According to the Department of Defense’s Defense Prisoner Of War/Missing Personnel Office, the flag is “a constant reminder of the plight of America’s POW/MIAs”.
Now, if this flag gives people comfort, that’s a good thing. Yet, I think there is an undercurrent of anger about the outcome of the Vietnam War in this flag, too. There are traces of hostility. If the US would have been seen as winning this conflict (what “winning” means in this context is very problematic), would this flag be flying everywhere in the US? I don’t think so.
I see the POW/MIA flag as an iconic symbol of the Vietnam War for many people — not necessarily due to the fact that they experienced a personal loss of someone during this conflict, but that the flag was some sort of representation of a psychic wound that the person felt was inflicted upon them. As Jimmy Carter infamously said, no apology was required to Viet Nam for the war because “the destruction was mutual”.
But, the POW/MIA symbol doesn’t begin to encapsulate the tragedy that the Vietnam War was. What about the people who didn’t go missing in action, but came back irreparably damaged?
For God’s sakes, what about the Vietnamese? They suffered deaths in the millions. They’re still suffering from the effects of chemicals used in the war. What does the flag have to say about that?

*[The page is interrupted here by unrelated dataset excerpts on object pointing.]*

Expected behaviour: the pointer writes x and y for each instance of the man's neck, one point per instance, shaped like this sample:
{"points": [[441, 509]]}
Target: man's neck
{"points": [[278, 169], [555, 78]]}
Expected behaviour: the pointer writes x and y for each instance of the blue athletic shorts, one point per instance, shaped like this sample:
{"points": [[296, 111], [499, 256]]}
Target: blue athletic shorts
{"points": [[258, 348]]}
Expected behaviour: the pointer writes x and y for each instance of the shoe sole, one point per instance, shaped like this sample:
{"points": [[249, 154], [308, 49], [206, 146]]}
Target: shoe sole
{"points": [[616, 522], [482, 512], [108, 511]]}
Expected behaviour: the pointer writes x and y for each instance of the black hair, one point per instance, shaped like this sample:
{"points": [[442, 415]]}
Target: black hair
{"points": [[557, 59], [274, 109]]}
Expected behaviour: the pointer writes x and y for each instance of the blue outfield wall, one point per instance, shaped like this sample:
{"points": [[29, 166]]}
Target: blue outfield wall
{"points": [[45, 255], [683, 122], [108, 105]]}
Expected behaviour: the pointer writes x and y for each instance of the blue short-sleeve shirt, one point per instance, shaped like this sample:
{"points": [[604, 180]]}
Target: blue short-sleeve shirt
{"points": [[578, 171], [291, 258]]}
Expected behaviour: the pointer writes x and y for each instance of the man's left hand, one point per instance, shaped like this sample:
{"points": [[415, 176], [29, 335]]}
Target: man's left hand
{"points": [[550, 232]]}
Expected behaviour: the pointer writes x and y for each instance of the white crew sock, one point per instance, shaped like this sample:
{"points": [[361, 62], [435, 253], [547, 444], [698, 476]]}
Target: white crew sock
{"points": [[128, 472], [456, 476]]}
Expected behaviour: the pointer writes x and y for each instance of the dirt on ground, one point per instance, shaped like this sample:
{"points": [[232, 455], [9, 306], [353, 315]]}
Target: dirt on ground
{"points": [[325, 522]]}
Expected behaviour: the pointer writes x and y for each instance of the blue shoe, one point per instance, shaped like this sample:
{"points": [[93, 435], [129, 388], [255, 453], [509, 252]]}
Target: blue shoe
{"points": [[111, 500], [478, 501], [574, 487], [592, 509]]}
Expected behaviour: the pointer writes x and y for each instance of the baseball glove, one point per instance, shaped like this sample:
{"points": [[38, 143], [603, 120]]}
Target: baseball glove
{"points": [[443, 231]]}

I don’t have a lot of optimism about the current conflict in Iraq. Again, we have invaded another country without provocation. Again, the conflict has been drawn out over several years, with drastic consequences for the US military, and far more drastic consequences for the civilian population of the country we are occupying.
I think winning, something we again seem to be having a great deal of trouble defining, much less achieving, is not a likely outcome. So, what will be the iconic symbol Americans grab hold of after this conflict finally sputters out?
I saw a lot of people generate their own seal for their blog at an Official Seal Generator website.
So, I made a seal for the aftermath of the war. Not funny, but I put some thought into it.
Very well done Splotchy.
Great post. Yes, it was tragic that nearly 58,000 Americans died. But it was even more tragic that 2 million Vietnamese also died. And continue to die because of Agent Orange (dioxin is the most poisonous manmade poison) and land mines that continue to kill and maim people.
There are groups of Vietnam vets who go to Vietnam with charts they’ve gotten ahold of, and help the Vietnamese clear minefields. I can think of nobody more noble.
One other thing– I read an article some years back that pointed out an irony– that Vietnam actually had the lowest percentage of MIA’s and unidentified of any American war.
Thanks for the kind responses.
I’ve felt that hostility in the POW/MIA flag, too. I think a lot of people throw it in our faces as a constant reminder. As someone who was born after the Vietnam War, I’ve grown up seeing how people were (and continue to be) affected by it. I think, for all these years, there’s really been something shameful in the way the veterans of that war have been treated, and that flag seems to have nothing to do with them but with a bitterness directed at the government.